2024-03-29

Introduction to Correlation

  • Correlation measures the strength and direction of the relationship between two variables
  • Positive correlation: As one variable increases, the other variable also tends to increase
  • Negative correlation: As one variable increases, the other variable tends to decrease
  • Types of correlation: Pearson, Spearman, Kendall

Pearson Correlation Coefficient

\[ r = \frac{\sum{(x_i - \bar{x})(y_i - \bar{y})}}{\sqrt{\sum{(x_i - \bar{x})^2}\sum{(y_i - \bar{y})^2}}} \]

  • Measures the strength and direction of the linear relationship between two variables
  • Utilizes the covariance of the variables divided by the product of their standard deviations
  • Widely used for assessing linear relationships between continuous variables in many fields, including statistics, economics, and psychology

Spearman Correlation

\[ rho = \frac{\sum{(x' - m_{x'})(y'_i - m_{y'})}}{\sqrt{\sum{(x' - m_{x'})^2\sum{(y' - m_{y'})^2}}}}\]

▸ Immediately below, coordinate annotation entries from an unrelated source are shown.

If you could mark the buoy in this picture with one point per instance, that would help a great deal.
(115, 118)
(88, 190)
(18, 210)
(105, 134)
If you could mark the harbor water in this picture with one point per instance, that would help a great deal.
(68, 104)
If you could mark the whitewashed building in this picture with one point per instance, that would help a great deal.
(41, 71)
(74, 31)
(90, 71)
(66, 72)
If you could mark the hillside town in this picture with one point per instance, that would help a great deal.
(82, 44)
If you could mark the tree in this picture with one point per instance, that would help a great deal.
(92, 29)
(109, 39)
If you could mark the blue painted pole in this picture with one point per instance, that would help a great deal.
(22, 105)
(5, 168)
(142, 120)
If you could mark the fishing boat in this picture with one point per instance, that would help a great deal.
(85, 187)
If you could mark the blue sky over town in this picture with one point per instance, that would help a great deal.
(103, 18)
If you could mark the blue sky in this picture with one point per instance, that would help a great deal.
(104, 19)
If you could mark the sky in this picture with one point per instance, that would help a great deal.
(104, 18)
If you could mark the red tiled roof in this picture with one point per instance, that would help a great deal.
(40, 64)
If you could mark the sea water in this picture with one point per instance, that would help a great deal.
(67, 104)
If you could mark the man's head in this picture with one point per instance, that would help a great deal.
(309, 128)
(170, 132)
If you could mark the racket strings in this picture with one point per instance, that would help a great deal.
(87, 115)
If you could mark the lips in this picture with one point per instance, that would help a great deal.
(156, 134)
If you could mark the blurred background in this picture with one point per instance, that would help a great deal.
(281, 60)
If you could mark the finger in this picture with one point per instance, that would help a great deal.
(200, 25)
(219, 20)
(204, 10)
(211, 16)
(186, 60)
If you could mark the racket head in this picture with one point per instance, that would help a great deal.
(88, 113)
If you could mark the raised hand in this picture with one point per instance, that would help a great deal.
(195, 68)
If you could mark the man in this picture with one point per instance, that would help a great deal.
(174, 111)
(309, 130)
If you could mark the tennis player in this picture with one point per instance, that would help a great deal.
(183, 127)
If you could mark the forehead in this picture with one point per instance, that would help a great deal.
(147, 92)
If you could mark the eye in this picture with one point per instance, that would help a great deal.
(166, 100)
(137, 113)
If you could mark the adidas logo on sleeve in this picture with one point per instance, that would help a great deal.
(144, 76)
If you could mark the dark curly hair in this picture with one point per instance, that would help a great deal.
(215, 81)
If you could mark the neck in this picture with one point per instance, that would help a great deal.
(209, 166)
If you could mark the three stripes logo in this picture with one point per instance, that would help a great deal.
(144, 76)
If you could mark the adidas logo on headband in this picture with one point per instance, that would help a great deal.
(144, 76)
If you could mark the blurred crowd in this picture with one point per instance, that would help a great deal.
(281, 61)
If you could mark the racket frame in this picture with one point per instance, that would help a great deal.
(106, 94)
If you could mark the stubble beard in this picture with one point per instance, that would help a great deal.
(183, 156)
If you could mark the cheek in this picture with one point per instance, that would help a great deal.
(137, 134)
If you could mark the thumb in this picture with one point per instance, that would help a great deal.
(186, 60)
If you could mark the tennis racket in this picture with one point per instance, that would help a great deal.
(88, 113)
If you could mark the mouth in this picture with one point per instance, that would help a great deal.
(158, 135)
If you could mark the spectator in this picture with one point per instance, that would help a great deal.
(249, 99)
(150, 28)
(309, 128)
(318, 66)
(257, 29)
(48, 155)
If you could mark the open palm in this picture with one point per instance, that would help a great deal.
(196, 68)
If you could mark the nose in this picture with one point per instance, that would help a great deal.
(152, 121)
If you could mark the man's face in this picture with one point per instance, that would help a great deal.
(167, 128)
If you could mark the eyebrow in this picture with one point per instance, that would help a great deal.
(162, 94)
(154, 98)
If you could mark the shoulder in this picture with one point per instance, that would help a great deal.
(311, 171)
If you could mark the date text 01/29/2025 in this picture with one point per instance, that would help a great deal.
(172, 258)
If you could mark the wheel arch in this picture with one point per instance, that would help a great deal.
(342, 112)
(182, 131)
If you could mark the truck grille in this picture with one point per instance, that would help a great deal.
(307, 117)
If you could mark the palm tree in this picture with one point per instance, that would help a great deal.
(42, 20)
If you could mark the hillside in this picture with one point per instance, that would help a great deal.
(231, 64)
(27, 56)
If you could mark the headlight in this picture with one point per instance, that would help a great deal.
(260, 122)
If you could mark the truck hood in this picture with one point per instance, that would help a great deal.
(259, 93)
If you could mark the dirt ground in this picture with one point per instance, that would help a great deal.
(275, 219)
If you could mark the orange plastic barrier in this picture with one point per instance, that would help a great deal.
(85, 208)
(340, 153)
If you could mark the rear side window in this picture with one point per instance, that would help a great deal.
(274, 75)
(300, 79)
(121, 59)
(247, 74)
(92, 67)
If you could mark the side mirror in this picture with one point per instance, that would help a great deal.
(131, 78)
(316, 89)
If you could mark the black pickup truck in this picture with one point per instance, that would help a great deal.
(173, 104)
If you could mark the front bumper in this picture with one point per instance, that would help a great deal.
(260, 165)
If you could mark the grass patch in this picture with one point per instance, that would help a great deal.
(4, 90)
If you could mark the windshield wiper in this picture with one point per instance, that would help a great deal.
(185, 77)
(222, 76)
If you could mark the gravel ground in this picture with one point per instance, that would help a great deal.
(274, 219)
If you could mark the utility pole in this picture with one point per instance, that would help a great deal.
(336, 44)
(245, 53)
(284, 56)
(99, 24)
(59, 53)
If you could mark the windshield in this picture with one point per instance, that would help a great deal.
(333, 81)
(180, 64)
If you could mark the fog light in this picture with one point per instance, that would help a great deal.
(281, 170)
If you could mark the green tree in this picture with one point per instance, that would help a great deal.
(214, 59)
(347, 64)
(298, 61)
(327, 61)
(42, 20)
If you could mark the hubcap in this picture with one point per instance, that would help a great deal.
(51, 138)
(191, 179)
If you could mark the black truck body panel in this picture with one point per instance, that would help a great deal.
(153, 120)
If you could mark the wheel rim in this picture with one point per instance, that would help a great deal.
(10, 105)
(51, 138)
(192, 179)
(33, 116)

  • Measures the strength and direction of monotonic relationships between two variables
  • Utilizes ranks of the data rather than their actual values, offering robustness against outliers and non-linear associations
  • Useful when the data violates assumptions of linearity or normality

Kendall Correlation

\[ tau = \frac{n_{c} -n_{d}}{\frac{1}{2}n(n-1)}\]

  • Quantifies the degree of association between variables by comparing concordant and discordant pairs in their ranks
  • Assesses monotonic relationships without assuming linearity or normality in the data
  • Well-suited for situations where the data lacks linearity or when there’s a need for a non-parametric correlation measure
  • The following slides use the mtcars dataset to provide clearer examples of correlation.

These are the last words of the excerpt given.